UWinnipeg’s Dr. Jaqueline McLeod Rogers has published an article in The Conversation, Why we must embrace geoengineering and other technologies to stop the climate crisis, which builds on her recent book, Techno-Sensorium City: Coming to Ours Senses in a Programmed Environment (Lexington 2021). Her book explores arguments of Canadian communications expert Marshall McLuhan favouring deliberate applications of design and technology to save and shape a hospitable planet.
Her article in The Conversation – which was also picked up by the National Post – draws on McLuhan to historicize arguments for geoengineering climate-crisis solutions. In it, she refers to more recent cultural and design theorists who similarly call for public support for geo-engineering projects to acknowledge this route is not one most of us hoped to take, yet it is one we are already on and need to secure.

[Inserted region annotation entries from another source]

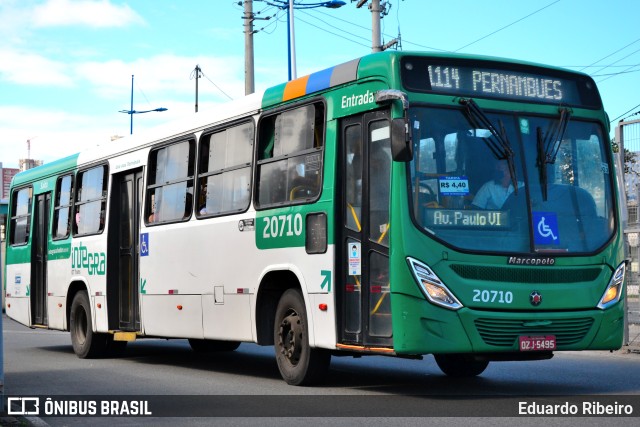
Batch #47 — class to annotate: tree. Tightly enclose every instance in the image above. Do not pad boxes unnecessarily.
[611,138,640,178]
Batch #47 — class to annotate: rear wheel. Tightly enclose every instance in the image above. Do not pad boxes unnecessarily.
[69,291,109,359]
[273,289,331,385]
[189,338,240,353]
[433,354,489,378]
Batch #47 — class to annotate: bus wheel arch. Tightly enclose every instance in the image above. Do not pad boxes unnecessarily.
[273,289,331,385]
[256,270,302,345]
[69,288,109,359]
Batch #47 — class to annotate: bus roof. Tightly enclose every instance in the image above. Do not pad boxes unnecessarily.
[12,51,588,186]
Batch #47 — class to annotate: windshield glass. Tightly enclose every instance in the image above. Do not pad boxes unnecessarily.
[410,108,615,253]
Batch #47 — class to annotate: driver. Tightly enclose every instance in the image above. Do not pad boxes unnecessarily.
[471,160,524,209]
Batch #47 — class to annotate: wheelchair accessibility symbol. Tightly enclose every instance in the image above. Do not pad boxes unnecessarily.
[533,212,560,245]
[140,233,149,256]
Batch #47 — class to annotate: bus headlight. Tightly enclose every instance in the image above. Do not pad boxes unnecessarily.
[407,258,462,310]
[598,262,625,309]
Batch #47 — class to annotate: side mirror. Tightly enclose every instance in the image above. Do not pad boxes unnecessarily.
[375,89,413,162]
[391,118,413,162]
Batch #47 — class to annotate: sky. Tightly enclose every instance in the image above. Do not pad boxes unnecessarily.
[0,0,640,168]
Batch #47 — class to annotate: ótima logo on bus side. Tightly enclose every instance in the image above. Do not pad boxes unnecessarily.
[71,243,107,276]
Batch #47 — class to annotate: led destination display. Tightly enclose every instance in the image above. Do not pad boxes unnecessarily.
[402,58,601,108]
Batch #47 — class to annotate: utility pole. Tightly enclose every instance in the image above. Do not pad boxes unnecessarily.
[352,0,398,52]
[242,0,255,95]
[194,64,202,113]
[369,0,382,52]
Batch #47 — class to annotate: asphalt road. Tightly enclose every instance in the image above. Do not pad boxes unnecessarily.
[3,317,640,426]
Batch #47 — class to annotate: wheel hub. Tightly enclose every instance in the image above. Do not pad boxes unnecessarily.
[279,312,303,365]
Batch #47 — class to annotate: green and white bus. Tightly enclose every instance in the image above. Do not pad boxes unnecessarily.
[6,52,625,385]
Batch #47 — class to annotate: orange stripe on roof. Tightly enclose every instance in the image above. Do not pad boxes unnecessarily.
[282,76,309,101]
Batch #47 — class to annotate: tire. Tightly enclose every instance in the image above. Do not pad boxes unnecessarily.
[189,338,240,353]
[273,289,331,385]
[69,291,109,359]
[433,354,489,378]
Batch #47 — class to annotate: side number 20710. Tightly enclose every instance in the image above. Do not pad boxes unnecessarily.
[262,213,302,239]
[473,289,513,304]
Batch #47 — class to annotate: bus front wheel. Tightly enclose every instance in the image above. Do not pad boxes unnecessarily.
[433,354,489,378]
[69,291,108,359]
[273,289,331,385]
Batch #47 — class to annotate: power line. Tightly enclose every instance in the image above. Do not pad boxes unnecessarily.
[296,13,368,47]
[454,0,560,52]
[591,64,640,77]
[200,68,233,100]
[609,104,640,123]
[578,39,640,71]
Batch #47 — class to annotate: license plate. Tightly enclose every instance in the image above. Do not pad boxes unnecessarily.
[519,335,556,351]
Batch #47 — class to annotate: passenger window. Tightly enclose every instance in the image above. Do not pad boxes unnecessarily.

McLeod Rogers is a professor, Chair for the Department of Rhetoric, Writing and Communications, and feminist scholar with a long-term commitment to developing and promoting writing- and language-based education courses responsive to issues of culture and place. She teaches Composing Winnipeg: Rhetorics of/and the City, which deals with place-making practices, diversity, mobilities, and the tenacity of a localized “sense of place” that thrives even as it adjusts to the global flow of people and things.
Her central research interest in urban rhetorics aims at developing the language of networked and multiple relationships – revealing the writing self in social and material contexts, amidst a spinning web of relational ties. Much of her research is collaborative, such as studies that take up questions about how digital media affects our scholarly and cultural practices. McLeod Rogers is currently co-editing a collection of essays that examine technologies in domestic space, Mothering/Internet/Kids. She has published several other volumes exploring McLuhan and contemporary communication theory and practice.